Meeting at 14:00 (Project time).

Participants

Meeting Notes

As we discussed, I think our next step is to write a design sketch for the variety of QA systems that we have discussed.

I suggest that we split into small groups to do this. Each group is responsible for coming up with a few pages capturing as much detail as it can about the areas of the system identified. Try to form a coherent narrative, so that the material is readable, but be as inclusive as possible — where you can be specific about the design that's great, but also make suggestions and raise questions for discussion in the group. It would be useful also to identify where we already have tools that address the topic under discussion, and to identify gaps where new tools need to be added.

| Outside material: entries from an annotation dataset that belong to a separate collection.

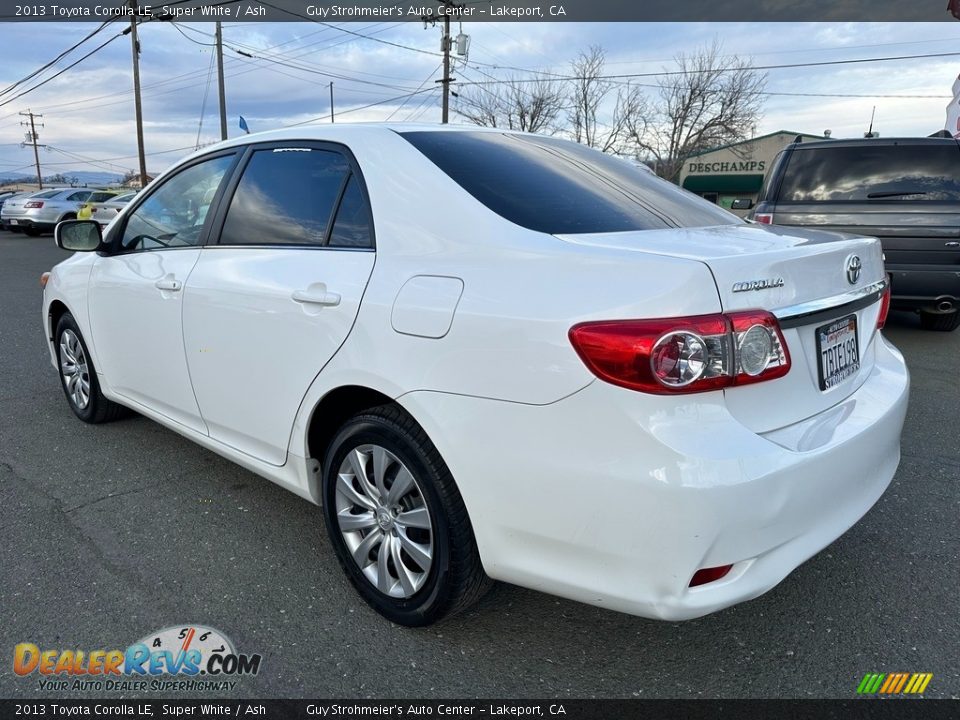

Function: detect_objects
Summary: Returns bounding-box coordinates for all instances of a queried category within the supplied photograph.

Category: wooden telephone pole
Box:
[20,110,43,190]
[130,0,147,188]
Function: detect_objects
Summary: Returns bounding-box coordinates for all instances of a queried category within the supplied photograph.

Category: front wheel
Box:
[920,310,960,332]
[323,405,492,627]
[54,313,125,424]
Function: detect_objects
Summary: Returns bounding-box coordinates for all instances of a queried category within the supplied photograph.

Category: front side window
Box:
[120,155,233,250]
[220,147,350,245]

I'm listing three categories below with a request of who should work on them. I expect there to be some overlap between them (in particular, I'm guessing the drill-down group will ultimately drill down to a lot of overlap with pipeline debugging), but that's — we'll resolve overlaps when we meet as a group.

I've tried to provide guidance about what each subject area covers, but again, be inclusive don't limit yourself to my suggestions here.

I've made a Confluence page for each group to collect their notes. As we discussed earlier, it might make more sense to work on some of this material when Tim visits Tucson next week, but let's do what we can to get started over the next few days so we can discuss progress and how useful an exercise this is when we meet next Wednesday.

Drill down

This will cover everything needed to go from high level aggregated metrics (e.g. as displayed by SQuaSH) to an interactive environment (e.g. like qa_explorer). It should cover:

The types of metrics which should be extracted from running pipelines (e.g. scalars, vectors, spatially binned quantities, etc);
How those metrics are displayed on a dashboard (e.g. is the timeseries-per-metric view shown by SQuaSH adequate, or do we also need other types of plotting, all sky views, etc?);
How the user would drill-down from these aggregated metrics to find the source of the problem (e.g. how far do they click about in a dashboard, vs. getting dumped into a Jupyter notebook with some preselected data?);
Assuming the user ends up in an interactive environment, what are its capabilities?
What can we learn from the above about the data products that the pipelines need to persist (both in terms of metrics that are posted to SQuaSH, and regular pipeline outputs, Parquet tables, HDF5 files, etc)?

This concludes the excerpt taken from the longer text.